Benefit risk analysis on pFMEA

Peretz87

Registered
Hi everybody,
I hope you can guide my on something.
I’m writing pFMEA for packaging process for packaging medical device and i’m analysing the process to find all the risks that can produce harm to user/patient.
The pFMEA should answer the requirements of MDR and ISO 14971 and i’m not sure how to do benefit-risk analysis for each individual risk (do i need to do that for every risk?) and i should i do overall benefit risk analysis?
Examples will help.
 

pziemlewicz

Involved In Discussions
The PFMEA will not talk about benefits, only risk. Process risks are given risk priority number based on severity, occurrence, and detection.

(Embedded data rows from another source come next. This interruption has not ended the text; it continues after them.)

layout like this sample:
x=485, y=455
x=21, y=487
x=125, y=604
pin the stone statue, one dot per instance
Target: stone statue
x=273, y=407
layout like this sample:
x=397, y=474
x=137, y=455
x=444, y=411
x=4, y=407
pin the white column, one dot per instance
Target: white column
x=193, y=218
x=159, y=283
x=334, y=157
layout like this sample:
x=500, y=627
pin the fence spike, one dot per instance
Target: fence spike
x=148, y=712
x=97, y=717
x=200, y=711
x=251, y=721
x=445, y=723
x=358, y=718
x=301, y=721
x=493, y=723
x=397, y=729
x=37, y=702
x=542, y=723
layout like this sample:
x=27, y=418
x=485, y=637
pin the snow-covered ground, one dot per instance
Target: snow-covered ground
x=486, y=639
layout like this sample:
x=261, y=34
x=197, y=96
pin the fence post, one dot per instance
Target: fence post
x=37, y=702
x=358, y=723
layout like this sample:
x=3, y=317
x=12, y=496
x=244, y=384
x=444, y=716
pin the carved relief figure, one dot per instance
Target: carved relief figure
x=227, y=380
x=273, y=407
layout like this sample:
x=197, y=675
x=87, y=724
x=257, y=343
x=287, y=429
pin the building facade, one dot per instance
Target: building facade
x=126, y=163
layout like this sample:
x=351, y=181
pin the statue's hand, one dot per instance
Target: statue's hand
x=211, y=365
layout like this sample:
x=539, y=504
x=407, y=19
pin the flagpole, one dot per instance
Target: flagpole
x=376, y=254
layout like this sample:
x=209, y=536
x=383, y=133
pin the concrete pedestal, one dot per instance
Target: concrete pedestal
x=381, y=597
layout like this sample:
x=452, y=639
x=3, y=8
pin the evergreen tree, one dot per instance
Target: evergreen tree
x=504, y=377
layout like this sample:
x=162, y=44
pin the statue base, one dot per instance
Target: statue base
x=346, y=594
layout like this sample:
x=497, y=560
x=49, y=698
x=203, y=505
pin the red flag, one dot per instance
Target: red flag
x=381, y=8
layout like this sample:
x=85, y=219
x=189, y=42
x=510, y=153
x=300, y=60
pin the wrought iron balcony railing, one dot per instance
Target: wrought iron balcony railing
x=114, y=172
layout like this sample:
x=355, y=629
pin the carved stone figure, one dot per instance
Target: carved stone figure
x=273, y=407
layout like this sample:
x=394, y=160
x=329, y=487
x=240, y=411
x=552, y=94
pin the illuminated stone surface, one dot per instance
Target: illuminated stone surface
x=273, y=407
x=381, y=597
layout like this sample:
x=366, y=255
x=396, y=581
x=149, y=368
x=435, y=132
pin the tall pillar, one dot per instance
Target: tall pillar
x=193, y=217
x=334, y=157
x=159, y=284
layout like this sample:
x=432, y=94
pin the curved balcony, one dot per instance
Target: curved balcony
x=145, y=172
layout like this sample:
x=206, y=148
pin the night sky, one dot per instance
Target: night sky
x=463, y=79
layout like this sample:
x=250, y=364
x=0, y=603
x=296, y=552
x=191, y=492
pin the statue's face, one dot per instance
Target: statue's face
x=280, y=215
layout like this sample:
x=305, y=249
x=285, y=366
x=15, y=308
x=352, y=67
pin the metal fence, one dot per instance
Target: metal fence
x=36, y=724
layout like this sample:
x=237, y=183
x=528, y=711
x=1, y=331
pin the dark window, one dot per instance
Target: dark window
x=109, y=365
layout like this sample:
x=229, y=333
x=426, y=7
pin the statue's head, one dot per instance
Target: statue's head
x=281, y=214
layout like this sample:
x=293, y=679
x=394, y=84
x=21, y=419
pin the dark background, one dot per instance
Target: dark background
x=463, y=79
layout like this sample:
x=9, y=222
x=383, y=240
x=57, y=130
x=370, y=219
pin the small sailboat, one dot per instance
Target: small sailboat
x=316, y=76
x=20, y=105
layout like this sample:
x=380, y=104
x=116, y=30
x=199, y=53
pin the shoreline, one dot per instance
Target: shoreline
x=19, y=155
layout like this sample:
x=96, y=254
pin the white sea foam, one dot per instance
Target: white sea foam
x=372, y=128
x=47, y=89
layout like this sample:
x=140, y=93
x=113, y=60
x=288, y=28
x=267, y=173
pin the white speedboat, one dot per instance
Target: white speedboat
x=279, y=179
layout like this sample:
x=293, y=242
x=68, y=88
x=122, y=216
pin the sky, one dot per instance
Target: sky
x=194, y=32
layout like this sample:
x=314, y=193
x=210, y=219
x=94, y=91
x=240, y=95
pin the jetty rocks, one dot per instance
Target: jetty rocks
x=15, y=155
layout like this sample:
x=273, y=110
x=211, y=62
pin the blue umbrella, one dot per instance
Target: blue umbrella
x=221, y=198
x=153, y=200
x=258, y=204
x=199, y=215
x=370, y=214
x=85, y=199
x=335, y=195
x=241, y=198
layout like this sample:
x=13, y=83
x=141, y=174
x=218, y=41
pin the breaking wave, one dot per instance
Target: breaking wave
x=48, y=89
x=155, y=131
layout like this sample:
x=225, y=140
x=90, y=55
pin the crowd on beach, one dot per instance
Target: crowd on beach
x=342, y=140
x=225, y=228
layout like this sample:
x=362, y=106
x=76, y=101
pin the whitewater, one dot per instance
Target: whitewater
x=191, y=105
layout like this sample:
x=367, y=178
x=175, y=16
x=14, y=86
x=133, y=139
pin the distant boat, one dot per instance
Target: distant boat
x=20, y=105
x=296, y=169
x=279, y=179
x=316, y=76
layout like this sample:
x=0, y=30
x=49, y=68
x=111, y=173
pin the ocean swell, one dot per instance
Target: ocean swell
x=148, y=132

MDR and 14971 are also interested in your design and usability risks.
 

Tidge

Trusted Information Resource
Some Notified Bodies will require an individual risk benefit analysis for lines of analysis in FMEA, even if they are completely subordinate to a Hazard Analysis. It doesn't make sense to me, but they will consider your implementation of 14971 deficient.
 

zoneofindifference

Starting to get Involved
Some Notified Bodies will require an individual risk benefit analysis for lines of analysis in FMEA, even if they are completely subordinate to a Hazard Analysis. It doesn't make sense to me, but they will consider your implementation of 14971 deficient.
Even if there is appropriate links between the Hazard Analysis and underlying FMEA docs?
 

ThatSinc

Quite Involved in Discussions
The pFMEA should answer the requirements of MDR and ISO 14971

Your Risk Management Process, and all resulting records, should answer the requirements of MDR and ISO14971 - how your pFMEA fits within your risk process will change what parts of 14971 must be covered by it.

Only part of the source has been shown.